Je sens que ma tête va exploser. Je suis vierge. Je sais. Cela semble impossible, mais… Je ne connais même pas ma sexualité. Avec ma peau « qui brûle », dû à sa sensibilité, l’idée d’avoir des contacts sexuels me rebute.
D’ailleurs, je n’ai jamais eu d’attraction pour les hommes ni les femmes. Mais, bordel, je suis une vierge ! Je peux alors détruire les Trackiyo. Je peux sauver d’autres femmes, mais pour cela, je dois… Je dis à Hazel que je suis vierge.
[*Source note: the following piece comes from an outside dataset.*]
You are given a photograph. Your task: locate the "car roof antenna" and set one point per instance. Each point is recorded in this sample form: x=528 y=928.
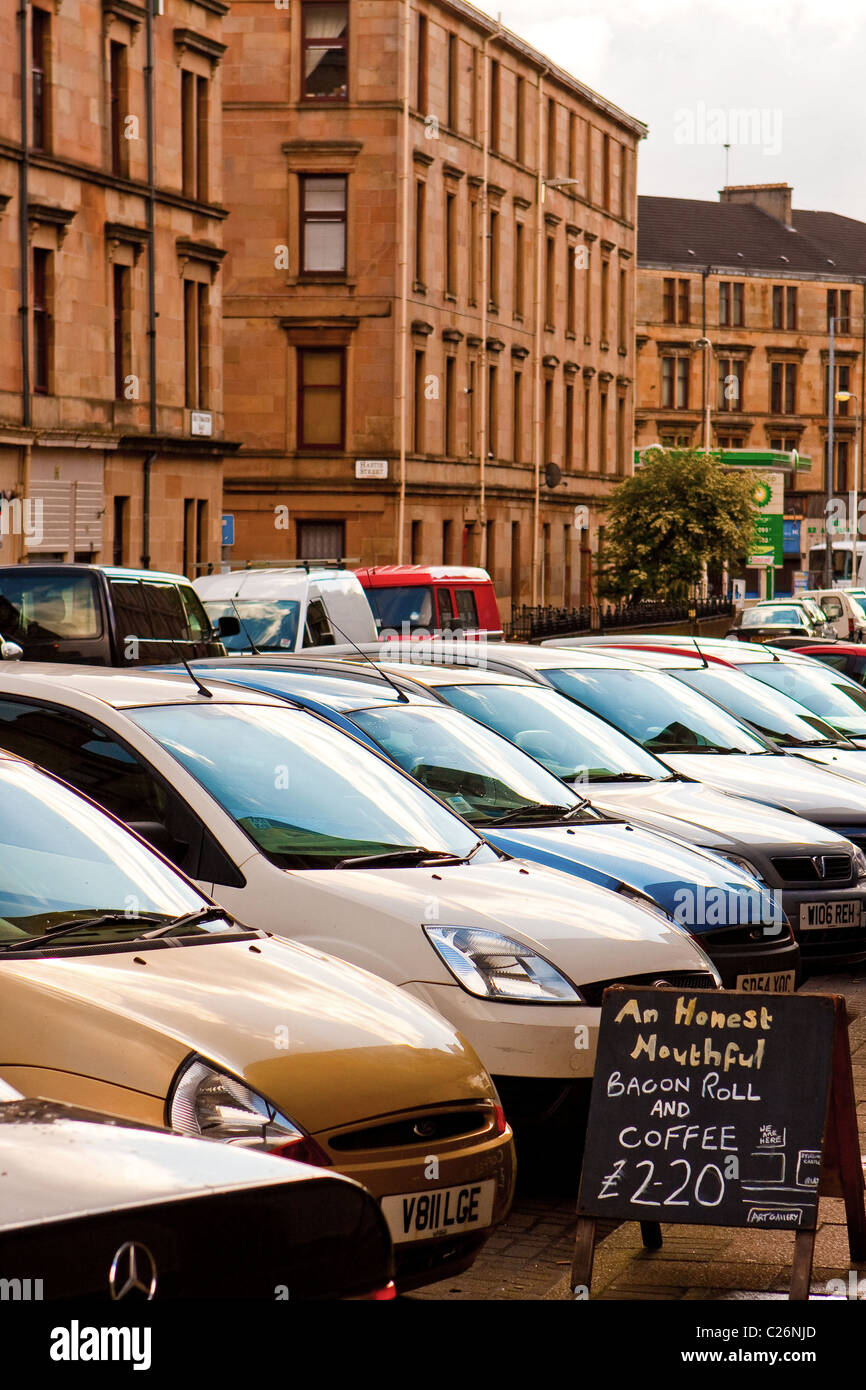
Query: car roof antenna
x=255 y=649
x=384 y=676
« Merde ! Tu ne blagues pas ? »
« Non. M a vraiment insisté pour que je m’enfuie face aux deux Trackiyo, tout à l’heure. Elle savait, pour l’incantation et la virginité ? »
« Non ! J’étais la seule au courant. Latangerine. Tu peux tout faire cesser. »
« Je sais, mais-- »
« Nous sommes condamnées, de toute façon. Il est impossible de quitter cette dimension. »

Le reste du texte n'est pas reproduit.